Anyone have an preferences for online automotive paint purchases. I haven't really found any shop/retailer around my parts worth anything - we used to have milwaukee paints that all the car painters went to but I believe that has long been gone.
I can say that not all wimbledon whites are the same. I bought Summit Racing's WW for my '65, and it's quite a bit "creamier" than I expected, and not quite the same as the white that was on it. I had a 1980 Dodge pick up that was WW, and it was quite a bit whiter that the Summit paint that I got.
Any rate, although not was I was expecting, I went with anyway. Now that the paint is done, I'm pleased with it.
"M" is for Wimbleton White beginning in 1964. I'm working on a 66 that will also be my first paint job and it appears to have started out life as a white truck,
But the paint code isn't on anything that I have found. I've been told that white is the easiest color to spray as it is more forgiving than any other color. Good luck!

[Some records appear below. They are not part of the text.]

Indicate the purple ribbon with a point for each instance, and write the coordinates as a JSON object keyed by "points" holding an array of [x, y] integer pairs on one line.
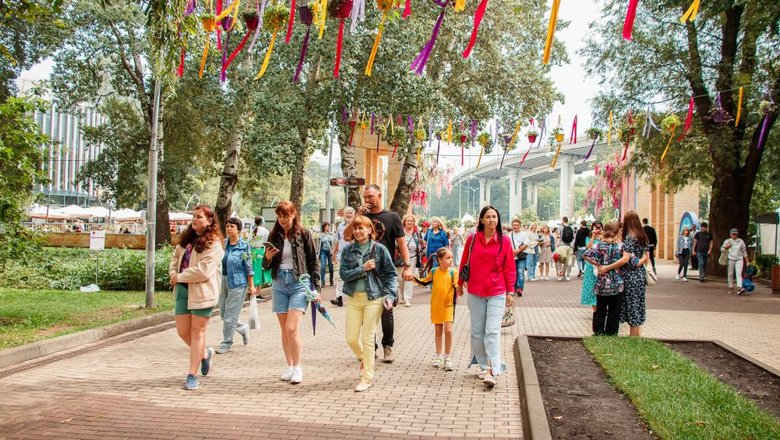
{"points": [[303, 55], [418, 65]]}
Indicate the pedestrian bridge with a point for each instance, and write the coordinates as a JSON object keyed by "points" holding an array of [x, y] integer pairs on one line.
{"points": [[536, 168]]}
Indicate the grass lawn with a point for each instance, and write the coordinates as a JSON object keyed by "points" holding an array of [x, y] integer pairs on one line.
{"points": [[675, 397], [33, 315]]}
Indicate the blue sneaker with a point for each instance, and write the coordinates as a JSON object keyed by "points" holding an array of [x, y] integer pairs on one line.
{"points": [[205, 364], [192, 382]]}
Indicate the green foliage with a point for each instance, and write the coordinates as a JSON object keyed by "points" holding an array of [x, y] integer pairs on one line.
{"points": [[32, 315], [68, 269], [765, 263], [677, 399]]}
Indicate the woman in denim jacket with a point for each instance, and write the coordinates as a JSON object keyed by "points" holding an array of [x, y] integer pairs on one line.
{"points": [[237, 278], [370, 283]]}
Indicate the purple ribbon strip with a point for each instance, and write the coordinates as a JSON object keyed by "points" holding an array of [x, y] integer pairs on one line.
{"points": [[303, 55], [418, 65]]}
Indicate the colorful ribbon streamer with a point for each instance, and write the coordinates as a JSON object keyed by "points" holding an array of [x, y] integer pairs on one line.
{"points": [[690, 14], [418, 65], [628, 25], [478, 15], [267, 56], [290, 23], [551, 31], [668, 144], [739, 105]]}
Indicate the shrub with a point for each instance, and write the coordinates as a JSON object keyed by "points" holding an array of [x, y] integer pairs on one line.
{"points": [[765, 262]]}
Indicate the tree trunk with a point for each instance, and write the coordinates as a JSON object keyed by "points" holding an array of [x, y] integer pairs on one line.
{"points": [[348, 165], [229, 178], [403, 193]]}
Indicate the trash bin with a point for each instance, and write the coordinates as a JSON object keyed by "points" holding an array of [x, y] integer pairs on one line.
{"points": [[776, 278]]}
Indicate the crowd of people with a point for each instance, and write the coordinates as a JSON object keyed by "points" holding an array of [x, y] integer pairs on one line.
{"points": [[374, 258]]}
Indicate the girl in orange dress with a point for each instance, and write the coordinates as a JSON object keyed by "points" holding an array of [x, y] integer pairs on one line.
{"points": [[444, 279]]}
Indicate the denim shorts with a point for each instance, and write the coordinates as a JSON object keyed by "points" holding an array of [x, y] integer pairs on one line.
{"points": [[287, 292]]}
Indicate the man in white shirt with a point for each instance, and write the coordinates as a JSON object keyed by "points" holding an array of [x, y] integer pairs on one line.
{"points": [[341, 243]]}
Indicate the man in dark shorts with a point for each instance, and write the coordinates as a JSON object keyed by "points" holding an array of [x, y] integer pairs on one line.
{"points": [[390, 232]]}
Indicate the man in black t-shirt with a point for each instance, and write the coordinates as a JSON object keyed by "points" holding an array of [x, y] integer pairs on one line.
{"points": [[702, 245], [390, 232], [652, 241]]}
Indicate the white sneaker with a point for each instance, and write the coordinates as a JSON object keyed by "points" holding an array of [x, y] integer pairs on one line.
{"points": [[297, 375], [362, 386]]}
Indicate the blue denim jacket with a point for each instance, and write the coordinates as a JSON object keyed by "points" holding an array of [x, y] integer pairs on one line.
{"points": [[351, 270], [237, 264]]}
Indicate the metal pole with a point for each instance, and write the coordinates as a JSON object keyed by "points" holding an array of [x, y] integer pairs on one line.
{"points": [[328, 201], [151, 201]]}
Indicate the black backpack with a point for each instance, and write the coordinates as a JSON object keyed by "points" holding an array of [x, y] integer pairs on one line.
{"points": [[567, 236]]}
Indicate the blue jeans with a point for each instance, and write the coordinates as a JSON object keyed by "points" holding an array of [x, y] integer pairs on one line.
{"points": [[326, 259], [520, 280], [531, 262], [230, 303], [486, 313], [287, 292]]}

I know this is an ancient thread, but I need to correct an error, since new posts have awakened it.
Wimbledon white, COLOR code M was introduced in 1964 and this is a creamy white.
However, the 1960/63 white was also COLOR code M .. but was for Corinthian White, a different shade.
If you have an Axalta "think DuPont" dealer around their Nason line is reasonably priced. The single stage urethane has excellent coverage and very good flow out and not much tendency to run if you get a little carried away. Their Wimbledon white was a near perfect match to some old paint chips I had. Whites are one of the hardest colors to match so wherever you buy the paint, buy all you think you are going to use and blend it together. Otherwise, if you run out you may find the next can isn't the same.
Paint prices were always crazy, even in the 70's. When guys spend $400 a gallon it better last till they die. If the spouse spends $3.85 per ml on nail polish that equals $14,000 a gallon, it's ok if it chips off n 3 days. Just saying. Somehow, I thought I was replying to the Bahama blue post. Sorry for any confusion.
While we are on this thread, and activated current, I have a suggestion.
I was once a "first-timer" for an overall paint job. Yes, I boogered the chevy white applying too heavy with poor indoor lighting.
I wound up waiting a few weeks for cure, and wet sanded out the runs and then re-shot the paint outside in broad daylight to see what I was doing.
The second time around resutl was very nice, and I think I even thinned the paint a bit more, and was more careful on avoiding applying paint too heavy.
Because you doing an over-all paint, and probably inside of box, and if box is removed, possibly painting back of cab and front of box, and maybe inside of cab, my suggestion is to purchase one-more gallon of paint. Take all gallons of paint, and pour them all together in a large 5-gallon bucket and mix thoroughly together.
Then pour back into the 1-gallon paint cans. By doing this, if you do paint pieces separately, this will give you your best color match between pieces.
Note: on my '77 Ford longbed crew-cab pickup, cab and box painted separately, I used 5-gallons of PPG single stage acrylic.
The 5-gallons used also included the inside of cab and doors. The paint sure got used up quick. Oh, and paint was non-metallic.
I have also used Nason "shop-line" single stage very successfully too.
For a real shiny finish, if you choose to spray a 2-stage system (basecoat and then clearcoat) the clear will give you a very nice shiny finish.
I am no expert, but when I sprayed my first 2-stage finish, the nice thing about this was that the basecoat has "indefinite" pot life, because no catalyst harner.
The clearcoat finish has a catalyst harder.
Good luck and have fun. Be clean and take your time.